違うのは文章がとても丁寧だなという部分。誰が何をしたということを細かく書いてある。説明もしっかりしてるので物語が迷子になることはない。
ただ、男女の恋愛部分が……何というか、古臭いなぁと思ってしまった。これはもう、仕方ないのだろうけど。この時代なら、こうなんだろうな。そして、タバコを吸うシーンが多いのも時代だなぁと思ってしまった。そういう古さはどうしようもない。
気になった部分。
「月月火水木金金なんてやってたら、疲れて仕方ねえもんな」p91
この言い方、今では死語じゃないかなと思ってしまった。でも、懐かしい言葉。
「女の子って、花もらったら、理由もなく喜ぶもんだと思ってた」p105
古い。
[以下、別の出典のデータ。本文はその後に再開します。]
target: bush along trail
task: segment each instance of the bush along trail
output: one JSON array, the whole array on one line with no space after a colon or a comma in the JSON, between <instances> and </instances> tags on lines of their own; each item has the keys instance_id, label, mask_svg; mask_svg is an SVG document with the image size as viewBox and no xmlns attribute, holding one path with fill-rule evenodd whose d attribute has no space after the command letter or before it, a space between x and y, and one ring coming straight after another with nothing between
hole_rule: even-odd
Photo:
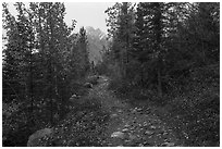
<instances>
[{"instance_id":1,"label":"bush along trail","mask_svg":"<svg viewBox=\"0 0 222 149\"><path fill-rule=\"evenodd\" d=\"M150 107L133 107L108 90L100 76L88 95L73 98L71 112L48 135L28 146L171 147L183 146Z\"/></svg>"}]
</instances>

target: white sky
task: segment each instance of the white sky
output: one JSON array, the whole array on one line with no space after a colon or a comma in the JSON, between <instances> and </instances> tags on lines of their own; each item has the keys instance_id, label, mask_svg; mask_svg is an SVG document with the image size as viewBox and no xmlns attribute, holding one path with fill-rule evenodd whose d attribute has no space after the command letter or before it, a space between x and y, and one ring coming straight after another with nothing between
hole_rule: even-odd
<instances>
[{"instance_id":1,"label":"white sky","mask_svg":"<svg viewBox=\"0 0 222 149\"><path fill-rule=\"evenodd\" d=\"M9 9L12 14L16 14L13 3L9 3ZM27 2L24 3L28 5ZM108 16L104 11L114 2L64 2L64 4L66 9L64 21L71 26L72 20L76 20L75 32L78 32L82 26L92 26L107 33L106 18Z\"/></svg>"},{"instance_id":2,"label":"white sky","mask_svg":"<svg viewBox=\"0 0 222 149\"><path fill-rule=\"evenodd\" d=\"M65 22L71 25L72 20L76 20L76 29L82 26L92 26L107 33L104 11L112 7L113 2L65 2Z\"/></svg>"}]
</instances>

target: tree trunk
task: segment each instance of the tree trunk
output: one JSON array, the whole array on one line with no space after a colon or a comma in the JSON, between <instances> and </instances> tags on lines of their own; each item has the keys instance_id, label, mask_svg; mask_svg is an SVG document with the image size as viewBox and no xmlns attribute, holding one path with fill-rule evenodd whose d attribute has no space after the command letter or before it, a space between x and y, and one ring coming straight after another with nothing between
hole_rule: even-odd
<instances>
[{"instance_id":1,"label":"tree trunk","mask_svg":"<svg viewBox=\"0 0 222 149\"><path fill-rule=\"evenodd\" d=\"M162 83L161 83L161 74L160 74L160 66L158 66L158 94L159 97L162 98Z\"/></svg>"}]
</instances>

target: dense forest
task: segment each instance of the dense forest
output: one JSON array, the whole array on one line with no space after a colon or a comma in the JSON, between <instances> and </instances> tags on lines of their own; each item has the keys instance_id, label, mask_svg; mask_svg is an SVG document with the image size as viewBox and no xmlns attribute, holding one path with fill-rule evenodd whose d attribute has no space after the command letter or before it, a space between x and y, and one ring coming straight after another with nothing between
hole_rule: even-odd
<instances>
[{"instance_id":1,"label":"dense forest","mask_svg":"<svg viewBox=\"0 0 222 149\"><path fill-rule=\"evenodd\" d=\"M104 12L108 38L96 65L86 29L65 24L64 3L14 7L16 16L2 3L3 146L26 146L33 133L62 122L95 74L131 105L152 104L184 146L220 145L220 3L118 2Z\"/></svg>"}]
</instances>

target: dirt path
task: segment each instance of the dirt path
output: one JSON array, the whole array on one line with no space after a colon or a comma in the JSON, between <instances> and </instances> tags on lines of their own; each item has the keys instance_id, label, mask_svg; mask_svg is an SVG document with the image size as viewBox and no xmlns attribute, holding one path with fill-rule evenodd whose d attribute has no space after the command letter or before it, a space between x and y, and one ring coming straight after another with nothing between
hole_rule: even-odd
<instances>
[{"instance_id":1,"label":"dirt path","mask_svg":"<svg viewBox=\"0 0 222 149\"><path fill-rule=\"evenodd\" d=\"M173 131L161 122L151 108L137 108L120 100L108 90L109 78L102 76L89 97L100 100L102 110L110 113L103 133L104 146L182 146Z\"/></svg>"}]
</instances>

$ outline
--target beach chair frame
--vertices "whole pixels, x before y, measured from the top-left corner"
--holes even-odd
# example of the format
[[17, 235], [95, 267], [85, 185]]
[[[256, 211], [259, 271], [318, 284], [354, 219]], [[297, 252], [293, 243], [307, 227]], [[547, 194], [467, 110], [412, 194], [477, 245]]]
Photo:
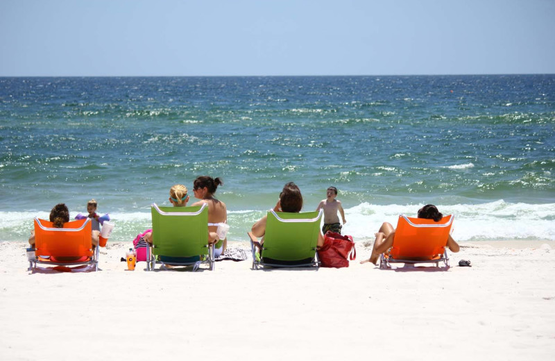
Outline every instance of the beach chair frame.
[[[55, 266], [92, 266], [99, 270], [99, 249], [93, 247], [91, 238], [91, 219], [64, 224], [64, 228], [53, 226], [52, 222], [35, 217], [35, 258], [29, 260], [28, 270], [34, 271], [37, 265]], [[94, 250], [93, 250], [94, 249]], [[50, 257], [87, 257], [83, 261], [55, 261]], [[44, 257], [49, 257], [48, 259]]]
[[[147, 251], [146, 269], [153, 271], [156, 264], [170, 266], [194, 265], [201, 263], [214, 269], [214, 244], [208, 244], [208, 205], [194, 207], [159, 207], [153, 203], [153, 239]], [[188, 258], [200, 256], [200, 260], [169, 262], [156, 256]], [[204, 256], [204, 259], [203, 259]]]
[[[314, 267], [318, 269], [320, 260], [318, 258], [316, 246], [323, 214], [323, 210], [321, 209], [318, 212], [300, 213], [268, 210], [264, 243], [261, 245], [252, 233], [247, 233], [250, 239], [253, 269], [258, 269], [261, 266], [280, 268]], [[257, 260], [259, 250], [261, 251], [260, 258]], [[294, 263], [305, 259], [311, 260]], [[291, 263], [275, 263], [271, 260]]]
[[[432, 263], [436, 267], [439, 267], [439, 263], [443, 262], [445, 267], [449, 268], [450, 261], [449, 255], [447, 253], [447, 242], [451, 232], [451, 227], [453, 224], [454, 216], [452, 215], [445, 216], [439, 222], [434, 222], [433, 220], [425, 220], [420, 218], [411, 218], [404, 215], [399, 216], [399, 220], [395, 230], [395, 237], [393, 240], [393, 246], [389, 254], [382, 253], [379, 256], [379, 268], [391, 269], [392, 263], [404, 263], [408, 265], [416, 265], [419, 263]], [[435, 235], [432, 235], [431, 230], [435, 231]], [[402, 243], [399, 240], [403, 239], [402, 243], [407, 242], [423, 242], [429, 243], [429, 247], [433, 251], [425, 253], [425, 254], [411, 254], [411, 258], [403, 258], [395, 256], [394, 253], [398, 253], [402, 251], [399, 251], [398, 244]], [[395, 242], [397, 242], [397, 244]], [[396, 249], [393, 249], [395, 248]], [[413, 257], [421, 256], [429, 257], [429, 259], [418, 260]]]

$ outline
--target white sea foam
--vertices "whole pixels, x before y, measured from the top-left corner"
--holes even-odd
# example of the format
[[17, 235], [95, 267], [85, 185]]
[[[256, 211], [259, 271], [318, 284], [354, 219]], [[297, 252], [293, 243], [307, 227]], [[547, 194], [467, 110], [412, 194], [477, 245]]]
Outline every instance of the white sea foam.
[[[344, 234], [355, 240], [373, 239], [384, 221], [395, 226], [399, 215], [416, 217], [420, 204], [375, 205], [362, 203], [345, 208]], [[555, 203], [508, 203], [503, 200], [479, 204], [437, 205], [444, 215], [454, 215], [453, 237], [458, 241], [540, 240], [555, 241]], [[230, 210], [228, 239], [247, 240], [246, 233], [266, 210]], [[76, 212], [71, 214], [74, 218]], [[130, 240], [151, 225], [150, 210], [110, 214], [116, 228], [112, 238]], [[25, 240], [35, 217], [48, 219], [46, 212], [0, 212], [0, 240]]]
[[[358, 239], [373, 238], [384, 221], [395, 226], [399, 215], [416, 217], [420, 205], [377, 205], [364, 203], [345, 210], [343, 233]], [[555, 241], [555, 203], [509, 203], [503, 200], [481, 204], [438, 205], [444, 215], [455, 215], [453, 237], [480, 240]]]
[[444, 168], [448, 168], [450, 169], [468, 169], [469, 168], [474, 168], [474, 164], [466, 163], [463, 165], [449, 165], [447, 167], [444, 167]]

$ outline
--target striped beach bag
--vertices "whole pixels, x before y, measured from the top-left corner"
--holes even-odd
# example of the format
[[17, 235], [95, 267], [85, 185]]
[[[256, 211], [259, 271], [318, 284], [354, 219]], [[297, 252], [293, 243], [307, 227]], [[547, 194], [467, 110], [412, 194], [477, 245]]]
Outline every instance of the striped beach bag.
[[148, 254], [148, 244], [144, 240], [144, 235], [148, 232], [152, 232], [151, 229], [147, 229], [133, 240], [133, 249], [137, 255], [137, 262], [146, 261]]

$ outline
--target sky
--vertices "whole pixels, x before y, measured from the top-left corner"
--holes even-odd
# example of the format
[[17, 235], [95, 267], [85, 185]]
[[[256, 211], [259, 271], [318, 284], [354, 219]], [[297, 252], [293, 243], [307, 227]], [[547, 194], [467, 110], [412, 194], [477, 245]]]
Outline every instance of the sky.
[[0, 0], [0, 76], [555, 74], [555, 0]]

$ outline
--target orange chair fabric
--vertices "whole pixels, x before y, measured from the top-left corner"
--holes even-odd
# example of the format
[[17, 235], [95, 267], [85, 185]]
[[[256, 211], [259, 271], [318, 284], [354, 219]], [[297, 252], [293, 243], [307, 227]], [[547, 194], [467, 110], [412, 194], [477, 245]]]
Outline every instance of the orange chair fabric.
[[35, 249], [37, 255], [92, 257], [91, 222], [87, 218], [67, 222], [57, 228], [52, 222], [35, 219]]
[[435, 260], [445, 252], [453, 215], [438, 222], [433, 219], [399, 216], [390, 256], [393, 259]]

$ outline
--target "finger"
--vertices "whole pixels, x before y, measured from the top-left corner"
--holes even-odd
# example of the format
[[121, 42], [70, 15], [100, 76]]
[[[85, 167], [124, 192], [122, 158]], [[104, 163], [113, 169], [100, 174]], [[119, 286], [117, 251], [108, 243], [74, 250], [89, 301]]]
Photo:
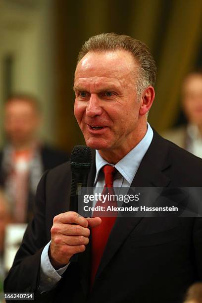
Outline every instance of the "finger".
[[88, 220], [74, 211], [67, 211], [60, 213], [54, 217], [54, 222], [60, 222], [64, 224], [74, 223], [81, 225], [83, 227], [87, 227]]
[[77, 224], [54, 224], [51, 229], [51, 233], [60, 234], [66, 236], [84, 236], [89, 237], [90, 229]]
[[101, 223], [101, 219], [99, 217], [96, 217], [96, 218], [86, 218], [89, 223], [89, 227], [96, 227], [98, 226]]
[[87, 245], [89, 242], [88, 237], [83, 236], [60, 236], [52, 240], [56, 245]]

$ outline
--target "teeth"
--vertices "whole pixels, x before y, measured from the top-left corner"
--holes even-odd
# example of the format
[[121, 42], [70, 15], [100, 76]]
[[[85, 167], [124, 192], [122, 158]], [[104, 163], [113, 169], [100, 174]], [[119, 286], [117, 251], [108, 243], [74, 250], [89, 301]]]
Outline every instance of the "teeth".
[[91, 125], [91, 127], [93, 128], [93, 129], [99, 129], [100, 128], [102, 128], [102, 126], [92, 126]]

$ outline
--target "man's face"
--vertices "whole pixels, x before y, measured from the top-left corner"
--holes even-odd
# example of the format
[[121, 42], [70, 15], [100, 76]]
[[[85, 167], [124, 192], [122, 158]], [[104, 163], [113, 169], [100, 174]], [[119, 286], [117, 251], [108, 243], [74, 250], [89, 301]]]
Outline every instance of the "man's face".
[[202, 124], [202, 75], [192, 74], [185, 80], [183, 87], [183, 105], [189, 122]]
[[16, 99], [6, 104], [4, 129], [12, 144], [24, 144], [32, 140], [38, 124], [38, 115], [31, 103]]
[[100, 150], [135, 146], [140, 103], [137, 64], [128, 52], [89, 52], [75, 72], [74, 114], [87, 145]]

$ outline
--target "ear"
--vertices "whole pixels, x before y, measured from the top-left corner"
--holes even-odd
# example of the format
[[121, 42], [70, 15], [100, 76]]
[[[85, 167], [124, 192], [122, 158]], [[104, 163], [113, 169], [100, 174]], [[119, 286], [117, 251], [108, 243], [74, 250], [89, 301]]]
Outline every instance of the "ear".
[[140, 107], [139, 114], [141, 116], [145, 115], [150, 109], [155, 98], [154, 89], [152, 86], [149, 86], [143, 92]]

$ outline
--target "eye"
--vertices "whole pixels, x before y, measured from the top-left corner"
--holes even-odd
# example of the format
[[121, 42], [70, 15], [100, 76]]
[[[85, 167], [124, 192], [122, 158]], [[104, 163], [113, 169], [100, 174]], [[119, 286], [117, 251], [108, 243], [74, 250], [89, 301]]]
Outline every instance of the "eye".
[[86, 93], [86, 92], [80, 92], [79, 93], [79, 96], [81, 96], [81, 97], [85, 98], [85, 97], [87, 97], [87, 93]]
[[104, 95], [106, 97], [112, 97], [114, 95], [114, 94], [112, 92], [107, 91], [104, 92]]

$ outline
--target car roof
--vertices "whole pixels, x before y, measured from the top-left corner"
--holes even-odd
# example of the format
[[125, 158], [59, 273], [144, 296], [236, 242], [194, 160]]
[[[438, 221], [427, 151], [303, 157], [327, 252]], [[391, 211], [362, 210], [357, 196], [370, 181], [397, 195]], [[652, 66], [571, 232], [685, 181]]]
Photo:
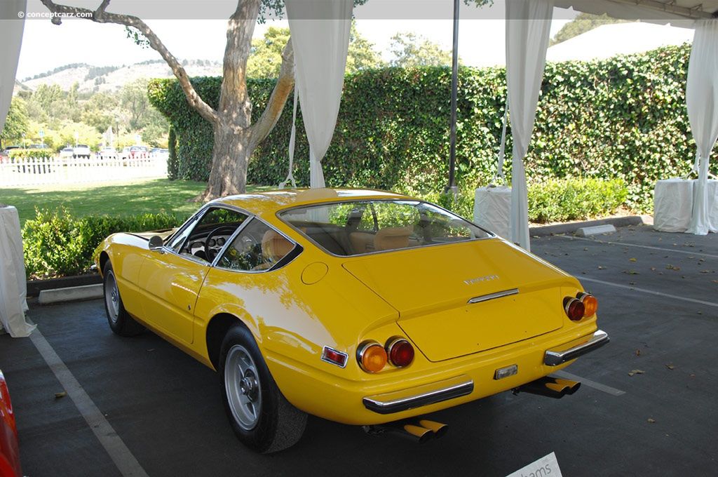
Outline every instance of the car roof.
[[299, 205], [309, 205], [325, 202], [356, 200], [360, 199], [408, 199], [406, 195], [371, 189], [283, 189], [251, 194], [229, 195], [215, 199], [210, 203], [233, 205], [260, 216]]

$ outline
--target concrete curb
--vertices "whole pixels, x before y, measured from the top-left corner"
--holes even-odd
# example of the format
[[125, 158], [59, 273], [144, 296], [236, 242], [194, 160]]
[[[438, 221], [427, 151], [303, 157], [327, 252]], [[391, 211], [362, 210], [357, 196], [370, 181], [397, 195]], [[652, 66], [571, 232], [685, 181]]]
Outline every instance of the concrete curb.
[[88, 275], [75, 275], [75, 277], [63, 277], [62, 278], [51, 278], [48, 280], [30, 280], [27, 282], [27, 296], [39, 296], [40, 292], [45, 290], [70, 288], [73, 287], [96, 284], [98, 283], [102, 283], [102, 277], [97, 273]]
[[76, 302], [82, 300], [101, 298], [102, 295], [102, 284], [67, 287], [67, 288], [42, 290], [40, 292], [37, 302], [40, 305], [50, 305], [65, 302]]
[[640, 226], [643, 223], [645, 222], [640, 216], [628, 216], [626, 217], [602, 218], [597, 221], [571, 222], [569, 223], [556, 223], [552, 226], [531, 227], [528, 229], [528, 233], [532, 237], [545, 237], [549, 235], [557, 235], [559, 233], [572, 233], [582, 227], [593, 227], [607, 224], [612, 225], [615, 227], [627, 227], [628, 226]]

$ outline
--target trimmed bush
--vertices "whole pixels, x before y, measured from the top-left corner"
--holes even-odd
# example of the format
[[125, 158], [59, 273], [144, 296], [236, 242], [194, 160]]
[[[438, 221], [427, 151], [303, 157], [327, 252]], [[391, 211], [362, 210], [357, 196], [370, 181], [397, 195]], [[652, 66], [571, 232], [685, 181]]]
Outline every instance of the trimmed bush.
[[35, 218], [25, 222], [22, 228], [25, 271], [28, 278], [33, 279], [87, 273], [95, 249], [108, 236], [171, 228], [185, 218], [164, 213], [75, 218], [64, 208], [36, 210]]
[[[617, 177], [628, 184], [630, 207], [651, 208], [655, 181], [686, 174], [695, 156], [685, 98], [689, 54], [685, 45], [600, 61], [549, 63], [526, 157], [529, 179]], [[192, 83], [217, 106], [220, 78]], [[385, 68], [347, 76], [334, 138], [322, 161], [327, 184], [442, 190], [450, 83], [446, 68]], [[255, 120], [274, 85], [270, 80], [249, 82]], [[154, 80], [149, 95], [177, 129], [179, 177], [206, 180], [210, 124], [190, 108], [175, 80]], [[485, 185], [494, 174], [505, 95], [504, 69], [460, 69], [457, 178], [463, 188]], [[291, 108], [287, 101], [250, 161], [250, 182], [277, 184], [286, 177]], [[307, 184], [309, 147], [301, 111], [297, 133], [294, 177]], [[510, 136], [506, 150], [510, 173]], [[718, 161], [712, 161], [711, 169], [718, 172]]]
[[49, 149], [14, 149], [10, 150], [10, 159], [50, 159], [54, 156]]
[[[470, 221], [474, 217], [474, 189], [453, 194], [404, 193], [433, 202]], [[577, 221], [614, 213], [625, 202], [626, 183], [621, 179], [551, 179], [528, 184], [528, 220], [535, 223]]]

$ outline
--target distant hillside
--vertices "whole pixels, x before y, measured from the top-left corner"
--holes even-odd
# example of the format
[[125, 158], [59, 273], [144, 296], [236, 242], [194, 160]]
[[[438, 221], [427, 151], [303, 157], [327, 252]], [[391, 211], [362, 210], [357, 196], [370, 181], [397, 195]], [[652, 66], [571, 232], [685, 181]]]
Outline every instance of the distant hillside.
[[[222, 63], [218, 61], [185, 60], [182, 65], [190, 76], [218, 76], [222, 74]], [[144, 61], [129, 66], [92, 66], [75, 63], [25, 78], [22, 86], [34, 91], [42, 84], [56, 84], [62, 90], [68, 91], [77, 83], [80, 92], [116, 91], [123, 85], [141, 78], [172, 76], [174, 75], [169, 67], [162, 60]]]

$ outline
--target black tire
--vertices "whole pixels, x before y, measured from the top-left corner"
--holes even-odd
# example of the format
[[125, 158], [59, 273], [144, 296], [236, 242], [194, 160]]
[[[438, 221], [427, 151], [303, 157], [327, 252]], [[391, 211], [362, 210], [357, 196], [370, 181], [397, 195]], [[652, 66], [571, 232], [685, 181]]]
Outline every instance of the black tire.
[[225, 410], [242, 443], [257, 452], [270, 453], [299, 440], [307, 414], [282, 395], [252, 333], [244, 326], [238, 324], [225, 335], [218, 371]]
[[144, 331], [144, 327], [130, 316], [122, 304], [117, 279], [109, 260], [105, 264], [102, 276], [105, 312], [107, 313], [107, 323], [110, 325], [110, 329], [120, 336], [136, 336]]

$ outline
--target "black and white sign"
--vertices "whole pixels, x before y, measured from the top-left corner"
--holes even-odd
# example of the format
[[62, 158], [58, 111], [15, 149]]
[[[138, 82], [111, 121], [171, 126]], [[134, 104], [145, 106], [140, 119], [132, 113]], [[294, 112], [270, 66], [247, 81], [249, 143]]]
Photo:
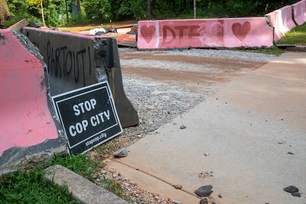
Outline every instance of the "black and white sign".
[[108, 82], [52, 96], [68, 141], [76, 155], [122, 133]]

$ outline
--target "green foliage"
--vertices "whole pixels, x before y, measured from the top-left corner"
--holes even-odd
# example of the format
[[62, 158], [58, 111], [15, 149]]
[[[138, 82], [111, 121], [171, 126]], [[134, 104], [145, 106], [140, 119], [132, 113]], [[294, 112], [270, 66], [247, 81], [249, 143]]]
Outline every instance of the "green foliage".
[[68, 191], [62, 190], [43, 177], [40, 165], [31, 172], [18, 170], [14, 174], [4, 176], [0, 181], [1, 203], [76, 203], [70, 201]]
[[258, 1], [228, 0], [224, 4], [215, 5], [210, 10], [211, 15], [216, 17], [224, 16], [228, 17], [254, 16], [263, 14], [257, 13], [257, 8], [261, 5], [261, 3]]
[[61, 165], [90, 181], [93, 181], [98, 176], [97, 170], [105, 165], [97, 160], [90, 159], [90, 156], [85, 154], [67, 155], [65, 157], [56, 156], [54, 160], [50, 161], [47, 166], [56, 164]]
[[77, 203], [70, 200], [67, 188], [50, 183], [43, 175], [48, 166], [61, 165], [83, 177], [93, 181], [97, 177], [99, 168], [104, 163], [90, 159], [86, 155], [55, 156], [47, 163], [32, 164], [25, 172], [18, 170], [15, 174], [4, 176], [0, 180], [0, 203]]
[[111, 5], [108, 0], [87, 0], [83, 2], [83, 5], [89, 18], [93, 17], [103, 21], [110, 17]]
[[[11, 15], [17, 20], [27, 18], [41, 23], [39, 0], [6, 0]], [[44, 0], [43, 11], [48, 27], [67, 23], [65, 1]], [[142, 19], [144, 15], [155, 19], [193, 18], [193, 0], [152, 0], [151, 14], [147, 13], [146, 0], [80, 0], [81, 15], [71, 15], [76, 0], [67, 0], [69, 24], [88, 23], [93, 21], [113, 20]], [[294, 0], [196, 0], [197, 18], [263, 16], [296, 2]], [[32, 4], [29, 3], [31, 2]]]
[[278, 42], [279, 44], [296, 44], [306, 45], [306, 23], [297, 26], [285, 34], [285, 38]]
[[116, 20], [140, 19], [146, 14], [146, 1], [119, 0], [111, 2], [111, 17]]

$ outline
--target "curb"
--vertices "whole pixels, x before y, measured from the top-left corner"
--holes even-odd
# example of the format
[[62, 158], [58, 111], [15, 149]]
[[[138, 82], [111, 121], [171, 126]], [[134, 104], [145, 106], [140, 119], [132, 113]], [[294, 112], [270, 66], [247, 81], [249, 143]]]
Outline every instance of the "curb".
[[60, 186], [67, 186], [71, 198], [83, 204], [128, 204], [117, 195], [61, 165], [47, 168], [44, 177]]
[[294, 44], [276, 44], [276, 47], [286, 49], [288, 51], [292, 52], [306, 52], [306, 46], [296, 45]]

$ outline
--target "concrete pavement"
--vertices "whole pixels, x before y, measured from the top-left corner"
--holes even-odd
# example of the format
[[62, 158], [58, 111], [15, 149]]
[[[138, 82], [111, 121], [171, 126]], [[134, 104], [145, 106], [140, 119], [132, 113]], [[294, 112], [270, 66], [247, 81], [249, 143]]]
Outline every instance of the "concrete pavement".
[[[306, 55], [288, 52], [146, 135], [110, 165], [183, 203], [198, 203], [194, 191], [212, 185], [210, 201], [220, 204], [305, 204], [305, 147]], [[290, 185], [301, 197], [283, 190]]]

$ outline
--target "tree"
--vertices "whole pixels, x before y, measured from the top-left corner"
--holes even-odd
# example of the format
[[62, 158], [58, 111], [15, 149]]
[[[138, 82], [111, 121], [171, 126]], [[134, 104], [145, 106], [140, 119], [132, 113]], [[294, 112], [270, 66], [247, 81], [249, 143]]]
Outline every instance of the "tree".
[[5, 0], [0, 0], [0, 24], [3, 23], [6, 18], [10, 15], [10, 11]]
[[43, 7], [42, 6], [42, 1], [41, 0], [27, 0], [27, 2], [33, 5], [36, 5], [37, 7], [40, 5], [40, 12], [41, 14], [41, 18], [42, 18], [42, 24], [44, 27], [46, 27], [45, 23], [44, 16], [43, 15]]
今どき、そんな男性いるのか? いや。いるかもしれないのか。でも、人の家の庭から拝借してくるのは、今の時代はないと思うな。
「それにしても、何年か後、地球人が本格的に宇宙へ進出しだしたら、驚くでしょうねえ」あさみは笑ってる。「宇宙空間に机だのTVだのがただよっているんですもの。」p168
これ、今はスペースデブリ(宇宙ゴミ)と言って、結構問題になってる。創作で書かれたことの大半は現実に起きると思っていいので、この本が書かれた時代なら『あり得ない』だったろうけど現代は『あり』になってるんだよな。もちろん、宇宙に漂ってるのはテレビや机ではないけど。
それにしてもこのあとがきで『化け物』が出てくる話を書こうかなみたいなことが書いてあったけど、それが「~動かない」の物語になったのだろうか。続いてないけど、要素がいろいろ被ってて比べるのは楽しかった。
『神様がいる世界』も、楽しい。こういうのがこの作家さんの『核』みたいなものになってるんだろうなと思える作品。